Fearless enough to walk onstage amid an increasingly fashion-conscious D.C. punk milieu in an X-Men T-shirt, Barr became a cult hero in a city that loves to mint them. (Tolatta and Peterbilt, two labels that have released Barr’s work, are run by Fugazi’s Joe Lally and Guy Picciotto, respectively.) Even his nonsensical vocals sounded like S.O.S.’s from an interplanetary species that speaks in Eddie Van Halen hammer-ons. Orthrelm distill Crom’s formula even further down the grooveless ladder: no vocals, no repetition, let ‘er rip. Asristir Veildrioxe offers up 99 (!) “songs” in under 13 minutes, art blurts for folks who find grindcore time-consuming. A third instrument would just clog up the works. Barr’s playing bears roughly the same relationship to death metal as death metal does to classical: a reduction of a genre’s aural aesthetic to its wiggiest essence. Even banging your head is out. (For those who find Blair’s jazzy ejaculations too flesh-and-blood, Barr’s solo persona Octis utilizes a blast-beat drum machine for 72 songs in a half-hour, dressing the shred in Bathory drag on the vibrant, fetishistic, pill-shaped, double 3-inch CD on Peterbilt, Uppragn Srilimia Ixioor Ocrilm Nollfithes Mrithixyl.) Some—like the Luttenbachers’ Weasel Walter—hear Bartók in the blurs, but Orthrelm’s first-person shooter spurts shine brightest as three-second salvos of ultra-nerd soul.

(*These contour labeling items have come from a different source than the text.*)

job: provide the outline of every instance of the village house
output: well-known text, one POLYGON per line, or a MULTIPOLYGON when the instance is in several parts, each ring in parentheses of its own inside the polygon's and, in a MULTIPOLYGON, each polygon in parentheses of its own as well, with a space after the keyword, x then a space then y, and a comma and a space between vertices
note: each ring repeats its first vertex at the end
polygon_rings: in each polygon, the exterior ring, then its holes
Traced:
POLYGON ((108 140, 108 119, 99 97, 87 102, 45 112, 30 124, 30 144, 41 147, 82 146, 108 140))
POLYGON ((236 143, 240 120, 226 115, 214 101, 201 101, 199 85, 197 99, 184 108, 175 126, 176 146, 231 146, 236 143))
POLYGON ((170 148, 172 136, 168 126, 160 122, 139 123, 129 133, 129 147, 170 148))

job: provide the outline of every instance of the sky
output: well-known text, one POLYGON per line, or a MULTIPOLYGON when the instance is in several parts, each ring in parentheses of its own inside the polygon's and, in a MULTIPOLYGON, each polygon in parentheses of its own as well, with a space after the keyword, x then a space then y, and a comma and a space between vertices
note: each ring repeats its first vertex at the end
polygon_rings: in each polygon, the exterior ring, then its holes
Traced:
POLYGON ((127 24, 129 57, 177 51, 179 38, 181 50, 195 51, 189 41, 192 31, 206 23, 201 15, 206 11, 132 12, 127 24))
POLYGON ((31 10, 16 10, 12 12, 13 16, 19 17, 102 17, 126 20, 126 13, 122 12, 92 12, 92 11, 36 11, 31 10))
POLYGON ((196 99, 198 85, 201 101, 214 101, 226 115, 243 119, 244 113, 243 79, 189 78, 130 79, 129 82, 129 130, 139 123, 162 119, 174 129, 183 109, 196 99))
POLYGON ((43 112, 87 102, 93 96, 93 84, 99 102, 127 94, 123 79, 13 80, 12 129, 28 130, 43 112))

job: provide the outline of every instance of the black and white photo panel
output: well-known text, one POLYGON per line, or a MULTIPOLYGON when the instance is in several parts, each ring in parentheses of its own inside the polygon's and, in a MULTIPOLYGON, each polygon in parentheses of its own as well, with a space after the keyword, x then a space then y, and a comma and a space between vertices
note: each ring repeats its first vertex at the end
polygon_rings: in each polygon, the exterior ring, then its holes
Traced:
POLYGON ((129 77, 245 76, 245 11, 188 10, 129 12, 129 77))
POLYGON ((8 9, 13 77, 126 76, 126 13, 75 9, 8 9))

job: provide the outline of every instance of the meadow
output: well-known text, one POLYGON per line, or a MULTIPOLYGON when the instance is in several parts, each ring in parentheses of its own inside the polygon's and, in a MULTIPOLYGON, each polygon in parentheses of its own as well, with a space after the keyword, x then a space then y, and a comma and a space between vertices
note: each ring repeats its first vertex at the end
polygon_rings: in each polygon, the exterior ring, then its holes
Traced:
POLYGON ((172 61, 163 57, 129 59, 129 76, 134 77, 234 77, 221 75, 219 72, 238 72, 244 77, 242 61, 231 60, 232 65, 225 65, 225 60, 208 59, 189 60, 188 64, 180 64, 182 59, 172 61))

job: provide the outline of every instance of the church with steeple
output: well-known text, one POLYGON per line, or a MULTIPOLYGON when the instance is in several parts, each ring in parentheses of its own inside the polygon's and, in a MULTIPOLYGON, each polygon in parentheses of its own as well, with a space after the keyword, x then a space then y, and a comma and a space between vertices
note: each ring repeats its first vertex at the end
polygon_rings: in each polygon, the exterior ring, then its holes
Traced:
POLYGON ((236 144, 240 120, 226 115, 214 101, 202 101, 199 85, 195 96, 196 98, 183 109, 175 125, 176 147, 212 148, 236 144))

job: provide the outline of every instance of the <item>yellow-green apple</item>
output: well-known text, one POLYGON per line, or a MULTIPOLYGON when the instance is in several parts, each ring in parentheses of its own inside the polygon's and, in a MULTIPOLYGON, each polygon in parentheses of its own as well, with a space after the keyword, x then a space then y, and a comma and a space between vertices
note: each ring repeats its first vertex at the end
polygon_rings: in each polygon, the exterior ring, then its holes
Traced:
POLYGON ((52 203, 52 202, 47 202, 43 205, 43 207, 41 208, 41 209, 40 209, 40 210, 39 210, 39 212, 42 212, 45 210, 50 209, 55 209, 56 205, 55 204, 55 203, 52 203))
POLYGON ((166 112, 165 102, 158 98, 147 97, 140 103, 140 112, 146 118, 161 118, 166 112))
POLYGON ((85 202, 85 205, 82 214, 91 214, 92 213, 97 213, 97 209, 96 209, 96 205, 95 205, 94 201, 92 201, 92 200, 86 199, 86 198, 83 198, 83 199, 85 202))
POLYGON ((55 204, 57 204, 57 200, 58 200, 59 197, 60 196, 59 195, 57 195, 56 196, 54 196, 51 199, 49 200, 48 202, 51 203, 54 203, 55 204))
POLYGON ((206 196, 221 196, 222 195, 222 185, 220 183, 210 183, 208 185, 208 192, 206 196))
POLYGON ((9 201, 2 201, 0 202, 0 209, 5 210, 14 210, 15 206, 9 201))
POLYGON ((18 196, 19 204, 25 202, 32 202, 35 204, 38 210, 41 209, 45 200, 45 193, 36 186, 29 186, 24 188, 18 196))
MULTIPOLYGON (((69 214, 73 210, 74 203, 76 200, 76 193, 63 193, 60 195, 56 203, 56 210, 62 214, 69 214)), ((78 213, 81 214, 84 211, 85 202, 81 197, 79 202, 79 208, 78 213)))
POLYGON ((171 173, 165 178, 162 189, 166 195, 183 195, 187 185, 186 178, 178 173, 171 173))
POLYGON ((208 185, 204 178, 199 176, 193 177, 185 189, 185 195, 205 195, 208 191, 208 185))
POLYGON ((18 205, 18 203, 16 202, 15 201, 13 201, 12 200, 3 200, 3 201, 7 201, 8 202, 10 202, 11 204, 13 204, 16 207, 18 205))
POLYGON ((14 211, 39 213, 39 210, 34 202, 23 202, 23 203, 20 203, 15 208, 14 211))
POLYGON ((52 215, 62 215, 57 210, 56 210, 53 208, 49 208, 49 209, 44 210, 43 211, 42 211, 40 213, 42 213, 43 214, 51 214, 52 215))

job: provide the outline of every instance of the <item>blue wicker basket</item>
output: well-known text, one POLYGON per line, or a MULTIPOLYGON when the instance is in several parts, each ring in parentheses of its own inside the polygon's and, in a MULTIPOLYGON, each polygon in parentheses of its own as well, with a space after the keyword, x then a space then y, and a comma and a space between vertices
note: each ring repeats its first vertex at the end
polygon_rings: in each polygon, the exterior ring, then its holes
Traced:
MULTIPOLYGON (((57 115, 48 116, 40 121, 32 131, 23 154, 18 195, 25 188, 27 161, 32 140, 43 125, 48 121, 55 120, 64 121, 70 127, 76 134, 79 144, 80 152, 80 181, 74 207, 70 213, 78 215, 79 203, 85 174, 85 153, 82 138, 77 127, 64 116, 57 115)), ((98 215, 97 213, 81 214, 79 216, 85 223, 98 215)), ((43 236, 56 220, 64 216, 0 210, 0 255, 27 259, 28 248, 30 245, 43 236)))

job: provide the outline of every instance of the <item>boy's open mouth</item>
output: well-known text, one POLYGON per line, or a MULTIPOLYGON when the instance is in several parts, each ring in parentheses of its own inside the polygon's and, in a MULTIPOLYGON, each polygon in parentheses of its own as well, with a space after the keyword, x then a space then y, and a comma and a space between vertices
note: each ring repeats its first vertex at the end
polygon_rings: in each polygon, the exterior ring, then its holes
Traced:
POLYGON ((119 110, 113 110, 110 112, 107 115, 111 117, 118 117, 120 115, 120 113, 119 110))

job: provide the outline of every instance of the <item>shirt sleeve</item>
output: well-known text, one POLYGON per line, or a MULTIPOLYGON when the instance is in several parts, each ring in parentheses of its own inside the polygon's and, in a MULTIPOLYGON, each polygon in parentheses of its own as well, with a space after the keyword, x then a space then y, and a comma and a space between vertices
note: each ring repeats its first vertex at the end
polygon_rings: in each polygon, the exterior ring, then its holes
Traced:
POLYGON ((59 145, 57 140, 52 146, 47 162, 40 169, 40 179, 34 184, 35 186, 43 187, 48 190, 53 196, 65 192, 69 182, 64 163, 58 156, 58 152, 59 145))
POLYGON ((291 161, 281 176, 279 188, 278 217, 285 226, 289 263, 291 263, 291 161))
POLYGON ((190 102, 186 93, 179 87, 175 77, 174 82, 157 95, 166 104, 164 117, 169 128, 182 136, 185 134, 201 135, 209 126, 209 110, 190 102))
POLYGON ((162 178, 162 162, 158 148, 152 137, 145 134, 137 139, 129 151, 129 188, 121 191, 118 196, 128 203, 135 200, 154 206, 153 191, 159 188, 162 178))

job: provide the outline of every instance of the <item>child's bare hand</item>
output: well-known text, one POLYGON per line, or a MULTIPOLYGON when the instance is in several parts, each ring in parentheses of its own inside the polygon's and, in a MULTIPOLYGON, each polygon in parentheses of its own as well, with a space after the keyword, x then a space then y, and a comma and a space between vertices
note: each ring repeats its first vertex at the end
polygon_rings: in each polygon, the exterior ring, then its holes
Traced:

It’s tempting to cast San Diego’s Hella—who play some West Coast “Oops!” dates—as the Zappa to Orthrelm’s Beefheart; the former are less amorphous, more overt and precise about putting their instrumental prowess on display. Hella just sound more like guys who get out of the house and visit other humans now and then. On Hella’s Hold Your Horse Is, Spencer Seim’s guitar—in typical hard-prog fashion—can’t figure out if it trusts melodies or not, even if Zach Hill’s quick-wit drumming can take any sort of punch. Hooks appear and disappear in seconds, falling into half-baked licks and stop-start hostility. “Brown Metal” is all percussive exhilaration and hummingbird growl, while “Been a Long Time Cousin” revs in place until it finds a theme it can live with, gets bored, and moves on. Initial listens imply Hill’s convulsive pounding bears up under the changes, but who really knows who’s doing the bearing? Leadership becomes moot in these duos; each member is responsible for exactly half of the dialogue, because unlike in a larger ensemble, weight never shifts in mid-flight.
Though not on the “Oops!” tour, Bay Area act Pink and Brown join Orthrelm and Hella on the similarly definitive 5RC compilation If the Twenty-First Century Didn’t Exist, It Would Be Necessary to Invent It. Of course one dude performs in pink and the other in brown, and their 2001 debut album, Final Foods, was a dull mess, noise-rock clichés spilling across the floor like an overflowed toilet. But what a difference a tour makes; their half of a recent Load Records 12-inch (split with movie-soundtrack goofballs Death Drug) is a tiny revelation. Improvisational guitar guzz still subs for melodic emotional sinew, but like Lightning Bolt, Pink and Brown know a groove when they smell it. P and B drop rhythmic swagger into the murk like they just figured out that’s what folks look for in noise; suddenly they feel less like a two-man gross-out machine and more like savvy thrashers who want girls to show up at their shows. Like Orthrelm and Hella, P and B are about adeptly refining a dialogue until they’re playing exactly what they want, and not one note more; two people are more efficient than three, and yet more punk for it. These duos are fire jugglers—keeping a musical notion in the air as long as possible, then passing it off for maximum mania.